AIR Worldwide Estimates Hurricane Katrina’s Damages at Less Than $600M
AIR Worldwide Corp., a risk modeling company, estimates that insured losses from the initial landfall of Hurricane Katrina should not exceed $600 million. With maximum sustained wind speeds of 80 mph at landfall, Hurricane Katrina was a fairly weak Category 1 storm. However, the AIR estimate is higher than would be expected for a typical weak Category 1 hurricane due to two factors: landfall location and forward speed.
Hurricane Katrina made landfall in the heavily populated area between Hallandale Beach and North Miami Beach. “The high density and value of properties in Miami-Dade County contributes to a higher estimate of insured loss than one would expect for a typical weak Category 1 storm,” Dr. Jayanta Guin, AIR’s vice president of research and modeling said.
Katrina came ashore with a slow forward speed of approximately 6 mph and lost very little strength as it crawled across the Florida peninsula. “Damage does not occur instantaneously, rather it accumulates over time from repeated battering,” according to Guin. “AIR’s hurricane model explicitly captures this phenomenon, which engineers call ‘fatigue failure.’ Losses for Katrina would have been lower had the storm moved at a more typical pace.”

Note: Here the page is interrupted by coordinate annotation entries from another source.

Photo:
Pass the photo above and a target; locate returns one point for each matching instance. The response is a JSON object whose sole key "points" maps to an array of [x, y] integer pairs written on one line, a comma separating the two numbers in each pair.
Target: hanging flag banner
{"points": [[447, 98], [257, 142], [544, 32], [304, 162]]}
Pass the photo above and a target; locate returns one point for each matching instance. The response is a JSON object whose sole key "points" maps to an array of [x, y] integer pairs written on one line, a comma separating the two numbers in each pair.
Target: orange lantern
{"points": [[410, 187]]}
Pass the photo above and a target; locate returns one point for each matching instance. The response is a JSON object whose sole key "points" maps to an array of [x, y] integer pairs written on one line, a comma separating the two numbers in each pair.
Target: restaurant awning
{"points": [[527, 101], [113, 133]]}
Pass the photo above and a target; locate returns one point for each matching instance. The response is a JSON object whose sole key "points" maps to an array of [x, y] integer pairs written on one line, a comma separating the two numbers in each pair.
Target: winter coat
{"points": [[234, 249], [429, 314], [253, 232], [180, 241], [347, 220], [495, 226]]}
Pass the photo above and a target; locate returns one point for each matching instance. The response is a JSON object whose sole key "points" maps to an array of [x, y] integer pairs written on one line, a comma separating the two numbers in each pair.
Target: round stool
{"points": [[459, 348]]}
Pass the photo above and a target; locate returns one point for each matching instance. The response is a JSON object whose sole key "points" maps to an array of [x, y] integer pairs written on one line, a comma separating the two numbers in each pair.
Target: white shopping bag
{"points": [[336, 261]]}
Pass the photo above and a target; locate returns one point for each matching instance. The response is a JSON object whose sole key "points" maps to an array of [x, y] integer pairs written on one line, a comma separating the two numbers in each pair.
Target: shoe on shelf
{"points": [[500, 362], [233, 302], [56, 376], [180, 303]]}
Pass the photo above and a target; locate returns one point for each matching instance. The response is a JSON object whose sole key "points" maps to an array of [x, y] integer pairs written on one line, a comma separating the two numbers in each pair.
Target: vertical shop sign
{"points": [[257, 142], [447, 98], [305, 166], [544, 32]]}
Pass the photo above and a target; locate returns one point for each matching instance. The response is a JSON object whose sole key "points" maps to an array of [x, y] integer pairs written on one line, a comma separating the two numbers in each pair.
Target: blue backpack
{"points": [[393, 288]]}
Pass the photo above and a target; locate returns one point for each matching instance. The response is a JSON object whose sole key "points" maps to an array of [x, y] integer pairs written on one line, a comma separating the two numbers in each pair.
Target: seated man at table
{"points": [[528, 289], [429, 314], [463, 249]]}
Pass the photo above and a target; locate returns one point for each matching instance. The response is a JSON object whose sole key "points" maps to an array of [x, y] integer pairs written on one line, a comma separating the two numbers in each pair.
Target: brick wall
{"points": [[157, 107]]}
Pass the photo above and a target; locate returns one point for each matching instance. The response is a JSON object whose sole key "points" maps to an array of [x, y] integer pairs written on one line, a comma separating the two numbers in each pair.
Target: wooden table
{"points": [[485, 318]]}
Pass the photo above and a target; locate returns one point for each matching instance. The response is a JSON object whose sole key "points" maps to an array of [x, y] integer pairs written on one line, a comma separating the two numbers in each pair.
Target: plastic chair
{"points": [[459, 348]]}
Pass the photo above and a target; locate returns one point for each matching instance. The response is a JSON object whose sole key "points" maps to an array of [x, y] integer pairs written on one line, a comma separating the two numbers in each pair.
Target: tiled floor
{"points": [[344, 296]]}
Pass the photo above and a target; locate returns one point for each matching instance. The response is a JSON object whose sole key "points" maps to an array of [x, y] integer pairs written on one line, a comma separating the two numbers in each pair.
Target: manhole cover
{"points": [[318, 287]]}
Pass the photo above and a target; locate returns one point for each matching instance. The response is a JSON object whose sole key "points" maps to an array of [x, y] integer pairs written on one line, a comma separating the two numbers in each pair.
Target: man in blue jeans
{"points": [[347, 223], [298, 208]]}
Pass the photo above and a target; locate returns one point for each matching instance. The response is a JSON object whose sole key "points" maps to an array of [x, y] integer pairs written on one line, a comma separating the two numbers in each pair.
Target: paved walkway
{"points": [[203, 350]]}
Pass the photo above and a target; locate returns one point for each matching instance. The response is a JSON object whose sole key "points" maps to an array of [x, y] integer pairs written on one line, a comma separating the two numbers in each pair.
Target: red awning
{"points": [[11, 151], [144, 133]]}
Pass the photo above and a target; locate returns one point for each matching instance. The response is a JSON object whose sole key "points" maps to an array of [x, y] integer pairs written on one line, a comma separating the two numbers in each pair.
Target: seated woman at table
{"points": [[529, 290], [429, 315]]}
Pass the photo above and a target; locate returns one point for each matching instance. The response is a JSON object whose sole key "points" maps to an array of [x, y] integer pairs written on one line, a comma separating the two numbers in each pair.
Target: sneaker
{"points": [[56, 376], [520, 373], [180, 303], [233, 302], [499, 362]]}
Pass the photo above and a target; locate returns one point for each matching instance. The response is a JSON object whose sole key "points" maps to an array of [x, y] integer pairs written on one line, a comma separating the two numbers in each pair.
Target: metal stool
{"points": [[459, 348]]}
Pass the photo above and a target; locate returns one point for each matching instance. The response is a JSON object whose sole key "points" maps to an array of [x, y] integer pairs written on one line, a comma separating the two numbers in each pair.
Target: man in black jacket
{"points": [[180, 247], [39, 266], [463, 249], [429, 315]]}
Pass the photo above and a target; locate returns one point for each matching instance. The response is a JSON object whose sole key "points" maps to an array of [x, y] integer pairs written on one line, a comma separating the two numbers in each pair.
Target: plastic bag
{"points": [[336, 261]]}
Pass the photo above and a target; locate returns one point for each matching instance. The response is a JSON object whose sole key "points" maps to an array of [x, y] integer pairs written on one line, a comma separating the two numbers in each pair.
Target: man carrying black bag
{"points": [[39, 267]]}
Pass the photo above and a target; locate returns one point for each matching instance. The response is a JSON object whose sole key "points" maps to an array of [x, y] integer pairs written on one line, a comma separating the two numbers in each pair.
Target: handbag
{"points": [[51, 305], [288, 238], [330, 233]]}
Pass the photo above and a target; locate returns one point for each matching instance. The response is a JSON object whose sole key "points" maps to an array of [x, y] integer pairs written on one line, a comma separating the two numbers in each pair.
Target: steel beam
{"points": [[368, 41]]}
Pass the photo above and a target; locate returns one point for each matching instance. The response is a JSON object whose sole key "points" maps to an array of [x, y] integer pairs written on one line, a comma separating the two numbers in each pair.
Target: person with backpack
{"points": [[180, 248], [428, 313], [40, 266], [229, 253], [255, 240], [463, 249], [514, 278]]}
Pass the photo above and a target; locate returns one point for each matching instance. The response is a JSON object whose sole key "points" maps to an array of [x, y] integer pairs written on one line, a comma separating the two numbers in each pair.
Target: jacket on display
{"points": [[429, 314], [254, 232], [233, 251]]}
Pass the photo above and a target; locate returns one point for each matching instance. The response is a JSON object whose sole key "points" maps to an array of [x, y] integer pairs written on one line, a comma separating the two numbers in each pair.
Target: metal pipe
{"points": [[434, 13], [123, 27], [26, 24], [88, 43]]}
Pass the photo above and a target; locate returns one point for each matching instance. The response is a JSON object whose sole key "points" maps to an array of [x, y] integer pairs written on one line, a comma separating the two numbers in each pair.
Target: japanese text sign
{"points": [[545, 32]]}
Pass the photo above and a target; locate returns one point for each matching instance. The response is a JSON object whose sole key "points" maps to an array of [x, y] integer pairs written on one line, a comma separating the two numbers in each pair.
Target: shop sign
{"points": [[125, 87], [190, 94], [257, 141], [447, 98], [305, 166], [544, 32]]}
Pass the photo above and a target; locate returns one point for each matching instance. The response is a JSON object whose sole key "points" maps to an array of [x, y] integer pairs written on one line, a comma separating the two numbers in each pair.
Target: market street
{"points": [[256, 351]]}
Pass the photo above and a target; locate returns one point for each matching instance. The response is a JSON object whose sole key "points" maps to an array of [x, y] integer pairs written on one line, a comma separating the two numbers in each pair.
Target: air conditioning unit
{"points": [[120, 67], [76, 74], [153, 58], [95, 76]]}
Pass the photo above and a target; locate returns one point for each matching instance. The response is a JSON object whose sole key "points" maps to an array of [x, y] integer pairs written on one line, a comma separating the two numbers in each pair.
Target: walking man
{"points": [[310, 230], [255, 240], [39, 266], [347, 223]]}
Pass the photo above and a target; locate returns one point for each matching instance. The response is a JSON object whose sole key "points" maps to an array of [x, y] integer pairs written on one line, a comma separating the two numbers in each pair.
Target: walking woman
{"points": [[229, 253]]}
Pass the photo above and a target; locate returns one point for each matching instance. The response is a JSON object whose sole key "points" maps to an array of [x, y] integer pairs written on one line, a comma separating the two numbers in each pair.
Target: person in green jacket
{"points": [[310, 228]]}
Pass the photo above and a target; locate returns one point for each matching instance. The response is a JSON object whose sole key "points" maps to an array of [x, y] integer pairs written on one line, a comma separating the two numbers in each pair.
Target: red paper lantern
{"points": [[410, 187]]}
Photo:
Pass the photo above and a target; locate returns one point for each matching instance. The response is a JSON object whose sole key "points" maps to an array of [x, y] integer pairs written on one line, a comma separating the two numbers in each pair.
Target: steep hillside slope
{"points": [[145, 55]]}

Subjected to extended pounding by hurricane force winds, building components can weaken and fail. “We are not likely to see much structural damage from Katrina’s Category 1 winds, but we expect damage to roof shingles, cladding, and other non-structural components, such as awnings. Mobile homes can also sustain considerable damage when subjected to Category 1 winds over a long period of time,” continued Guin.
High demand for repairs following Florida’s 2004 hurricanes drove repair costs up, adding significantly to insurers’ losses. “In an analysis of detailed claims data from the 2004 hurricane season, AIR found that the effect was magnified by the fact that the storms were clustered both in time and location,” Guin said. “AIR introduced enhancements to its catastrophe risk systems to enable insurers to apply a demand surge factor to their loss estimates on an aggregate basis to account for the increase in costs resulting from multiple storms in close proximity. Some of the damage from 2004 has still not yet been repaired and will impact the ability of contractors to respond to Katrina. In this way the damage from 2004 could lead to some increase in repair costs for Katrina.”
AIR will continue to monitor Hurricane Katrina as it tracks through the Gulf of Mexico and issue an additional insured loss estimate if a second landfall occurs.